The ghosts of deficits past, present and future haunt this election

Is it impolite, at the very start of the election campaign, to talk about the budget deficit? Impolitic? It’s certainly unfashionable.

Budget night was so long ago. Neither Labor nor the Coalition want to bring up this old chestnut. You can understand why. Each have in turn declared their intention to return the budget to surplus and each have failed, at great political cost.

Yet we must talk about the budget deficit. Steel yourself. It would show great disrespect to the treasurers of our ancestors if we were not to briefly acknowledge the land on which they fought and died, at least before the election carnival marches forward. Anyway, the deficit will be the unspoken theme of the whole campaign – always there, never really acknowledged.

Treasurer Scott Morrison declared in the budget speech that the Government was on a “sustainable path” to surplus. This language has become such a cliché that it’s easy to miss how sad it is.

Last Tuesday’s budget declared that the deficit would be just 0.3 per cent of GDP by 2019-2020 – the last year of the forward estimates. Morrison’s predecessor Joe Hockey declared in May 2015 that the deficit would be almost exactly the same (0.4 per cent of GDP) a year earlier, by 2018-19. And in the 2014 budget Hockey argued we’d hit 0.2 per cent of GDP by 2017-18.

The clear reason for this sustained failure to return to surplus is Treasury’s long-standing belief that economic growth will – very, very, very soon – jump above 2 per cent per year. They’ve been predicting this growth leap for half a decade now. No doubt Wayne Swan was very impressed when he first saw growth forecasts with a three in front of them in Treasury’s 2010 outlook. But Morrison’s heart must have dropped when he saw the same numbers again – still just a few years away.

Yes, the budget has to have forecasts. And treasurers can only accept what Treasury’s models tell them. But waiting for a growth spurt that never seems to come is hardly a comforting economic plan.

I’ll admit to some schadenfreude. The deficit has been a major political issue for nearly a decade. Every commentator has refined their arguments on the topic over and over and over. Here’s the hissy fit I had in The Drum on the eve of the 2013 election, when Hockey changed his promise of a surplus to a promise to be “on track” for a surplus.

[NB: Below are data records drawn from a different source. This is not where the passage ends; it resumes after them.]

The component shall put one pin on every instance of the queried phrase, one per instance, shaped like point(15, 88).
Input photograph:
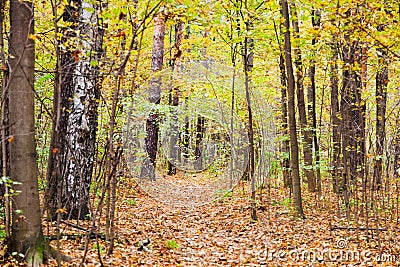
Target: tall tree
point(382, 78)
point(294, 147)
point(285, 145)
point(335, 113)
point(311, 95)
point(27, 237)
point(304, 127)
point(174, 99)
point(76, 97)
point(152, 127)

But in the latter half of the Labor government it was commonplace to hear that there was no need to rush back to surplus. Take this Australian Financial Review piece, or here in The Drum.

Neither party will want to spoil the fun by talking about their embarrassing deficit. But it will be there, uncomfortably shadowing every minute of the campaign.

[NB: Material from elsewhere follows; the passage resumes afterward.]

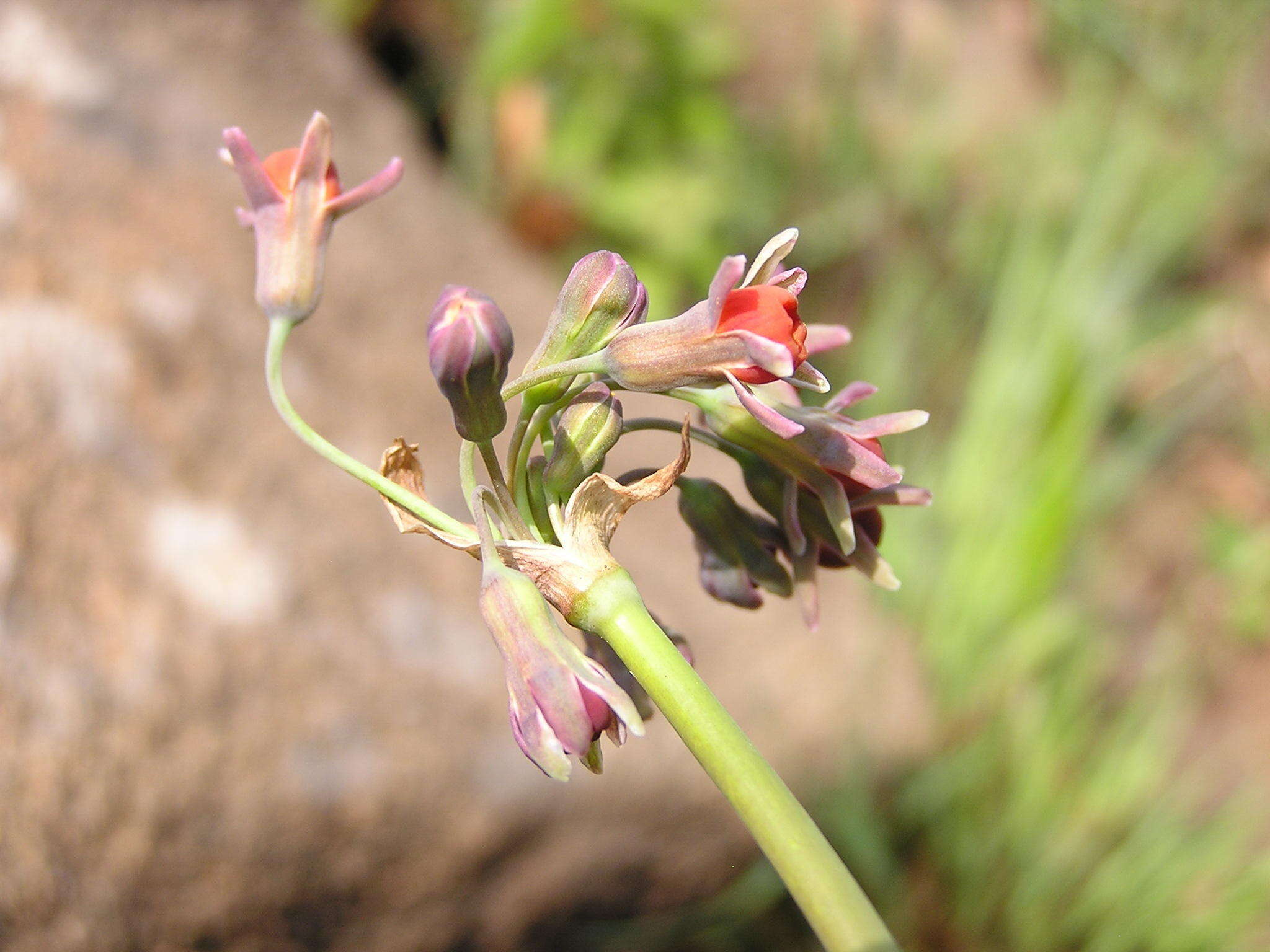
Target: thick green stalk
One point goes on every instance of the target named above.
(280, 330)
(817, 879)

Many analysts and interest groups warned that the economy either could not handle the necessary budget cuts, or that the surplus was an irrational obsession cultivated by Peter Costello fan fiction. The budget would balance itself in good time. No need to stress about it.

The argument for a single-minded return to surplus was never that the small deficit – yes, our deficit is relatively small as a percentage of GDP compared to many other rich economies – was causing immediate and direct harm to the economy. It was that unless there was pressure on the government to balance the books the government would never feel the need to do so.

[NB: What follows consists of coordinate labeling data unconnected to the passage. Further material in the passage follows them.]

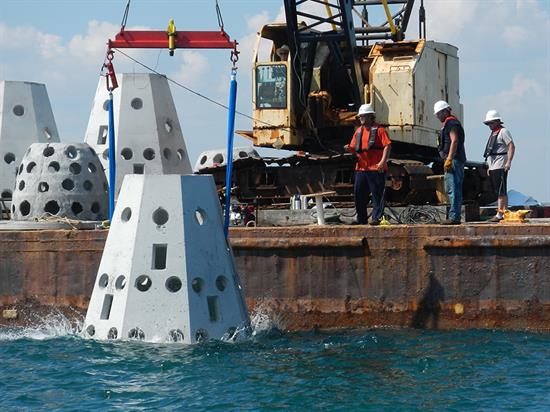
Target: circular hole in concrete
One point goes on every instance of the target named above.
(160, 216)
(52, 207)
(136, 333)
(197, 285)
(75, 168)
(168, 126)
(143, 283)
(126, 153)
(71, 152)
(48, 151)
(120, 282)
(103, 281)
(53, 167)
(112, 334)
(43, 187)
(68, 184)
(136, 103)
(87, 185)
(181, 154)
(126, 214)
(221, 283)
(175, 335)
(95, 207)
(77, 208)
(25, 208)
(173, 284)
(200, 216)
(18, 110)
(9, 158)
(148, 154)
(231, 332)
(201, 335)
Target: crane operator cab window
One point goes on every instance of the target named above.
(271, 86)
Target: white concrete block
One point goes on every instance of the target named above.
(167, 272)
(148, 136)
(26, 117)
(61, 179)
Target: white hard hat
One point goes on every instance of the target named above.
(440, 105)
(365, 109)
(283, 49)
(491, 116)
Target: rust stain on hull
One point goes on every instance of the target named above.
(482, 276)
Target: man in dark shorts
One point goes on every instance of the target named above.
(371, 144)
(499, 153)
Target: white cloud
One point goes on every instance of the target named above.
(518, 97)
(515, 36)
(256, 21)
(29, 39)
(194, 66)
(92, 45)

And a long-term budget deficit is harmful. Market economies are cyclical. It might not feel that way – growth is sad and sluggish – but it is very possible that these are the good times. When we face the next downturn the budget balance will plunge. It will plunge even deeper if the government of the day decides to stimulate the economy, believing Kevin Rudd’s program to have been a success.

A small deficit always threatens to be a large deficit. And a large deficit is costly, harms macroeconomic stability, and undermines economic confidence. It might not be much fun to cut spending during the good times, but, as Greece has shown, it’s far worse to be forced to cut spending during the bad times.

No doubt we are tired of talking about debt and deficits. Neither party will make it an issue during the campaign as neither party is confident it has a solution. Where tax increases are proposed – such as the tobacco excise hike – they are proposed in order to fund new promises, not pay back old ones.

And spending cuts? Not a chance. It appears that the government has locked in a permanently higher spending plateau. This year it is estimated the government will spend 25.8 per cent of GDP, just a fraction off the 26 per cent of GDP that Rudd spent on his extraordinary stimulus package. Under the Howard government this figure hovered around 23 and 25 per cent.

Elections are always full of spending promises – gifts of road upgrades and sports fields dropped into struggling marginal electorates. If the budget feels long ago now wait until we’ve had two months of pork barrelling. Neither party will want to spoil the fun by talking about their embarrassing deficit. But it will be there, uncomfortably shadowing every minute of the campaign.